For those looking for more gluten-free recipes, check out these 63 Gluten-Free Vegan Recipes as well as our Gluten-Free Category Page.
How to make healthy granola bars
- Begin by removing the pit from the Medjool dates and soaking them in water for approximately 20 minutes to soften.
- Preheat oven to 300°F. Line a 15 x 13-inch baking sheet and an 8 x 8-inch pan with parchment paper.
- To make the granola, spread the oats, almonds, pistachios, pumpkin seeds, and chia seeds in an even layer on the prepared 15 x 13-inch baking sheet. Drizzle the coconut nectar over the nuts and seeds and toss to combine.
- Bake until the oats turn a light golden brown, about 20 minutes.
- Add the dates to a food processor and blend until smooth. Add the cooled granola mixture and pulse until everything comes together but still has texture.
- Transfer the mixture from the food processor to the prepared 8 x 8-inch prepared pan and spread in an even layer with the back of a wet spoon.
- Place the pan in the freezer for an hour. Take it out and cut it into 9 bars.
Granola bar recipe tips
- Don’t skip roasting- This step helps bring out subtle aromatic flavors that raw doesn’t provide.
- Soaking the dates- In order for the dates to be soft enough to be blended in your food processor, the dates must be soaked for at least 20 minutes. A little longer is fine.
- Sweetener- Good substitution options for the coconut nectar are maple syrup or date syrup.

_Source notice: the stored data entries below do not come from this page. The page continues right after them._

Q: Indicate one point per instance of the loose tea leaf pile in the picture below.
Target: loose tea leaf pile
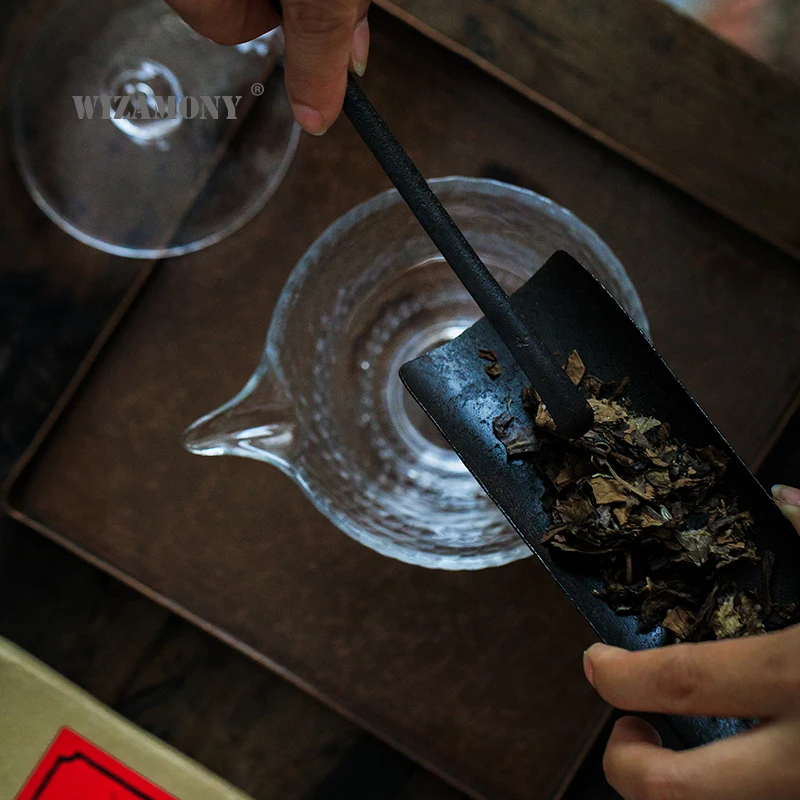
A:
(654, 513)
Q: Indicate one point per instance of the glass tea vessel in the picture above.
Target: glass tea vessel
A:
(142, 138)
(326, 405)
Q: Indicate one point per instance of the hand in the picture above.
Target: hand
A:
(324, 38)
(753, 677)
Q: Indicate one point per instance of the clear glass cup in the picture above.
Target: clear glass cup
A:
(326, 405)
(124, 133)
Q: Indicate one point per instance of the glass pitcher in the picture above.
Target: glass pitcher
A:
(326, 405)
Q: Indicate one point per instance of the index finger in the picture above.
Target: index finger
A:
(757, 676)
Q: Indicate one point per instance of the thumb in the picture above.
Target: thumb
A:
(323, 39)
(788, 500)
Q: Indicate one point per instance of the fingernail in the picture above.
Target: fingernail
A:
(361, 48)
(309, 119)
(786, 494)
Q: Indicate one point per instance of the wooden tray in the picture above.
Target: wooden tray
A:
(476, 675)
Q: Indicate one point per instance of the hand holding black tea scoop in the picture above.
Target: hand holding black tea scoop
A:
(588, 320)
(566, 402)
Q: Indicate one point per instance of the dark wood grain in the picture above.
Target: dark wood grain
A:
(653, 85)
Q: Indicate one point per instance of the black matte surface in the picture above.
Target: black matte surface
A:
(567, 403)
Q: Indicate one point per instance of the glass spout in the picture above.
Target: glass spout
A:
(258, 423)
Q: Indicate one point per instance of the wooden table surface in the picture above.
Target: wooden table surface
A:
(127, 651)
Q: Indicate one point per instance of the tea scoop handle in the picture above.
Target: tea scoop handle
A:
(565, 401)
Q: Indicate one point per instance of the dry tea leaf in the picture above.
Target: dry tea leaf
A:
(607, 490)
(517, 436)
(574, 367)
(493, 370)
(679, 621)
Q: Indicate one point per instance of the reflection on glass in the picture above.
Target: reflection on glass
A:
(142, 138)
(326, 404)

- Chilling process- As much as you will want to eat these right away, don’t skip the chilling process. They need time and a cooler temperature to help them hold together well.
- Storage- Keep the bars individually wrapped in an airtight container in the freezer for up to 3 months

About the Chef

Debbie Adler is a plant-based chef, bakery owner, and the award-winning cookbook author of the critically acclaimed Sweet, Savory & Free: Insanely Delicious Plant-Based Recipes without any of the Top 8 Food Allergens, and Sweet Debbie’s Organic Treats: Allergy-free & Vegan Recipes from the Famous Los Angeles Bakery.
Debbie is a plant-based cooking and baking instructor and her popular online courses Plant Powerful Life GPS, Quintessential Health 360° and The Complete Plant Powerful Weight Loss System have been taken by hundreds of students worldwide.
She has been interviewed on NBC’s Nightly News, ABC-7’s Eyewitness News, CBS Los Angeles and the national superstationWGN.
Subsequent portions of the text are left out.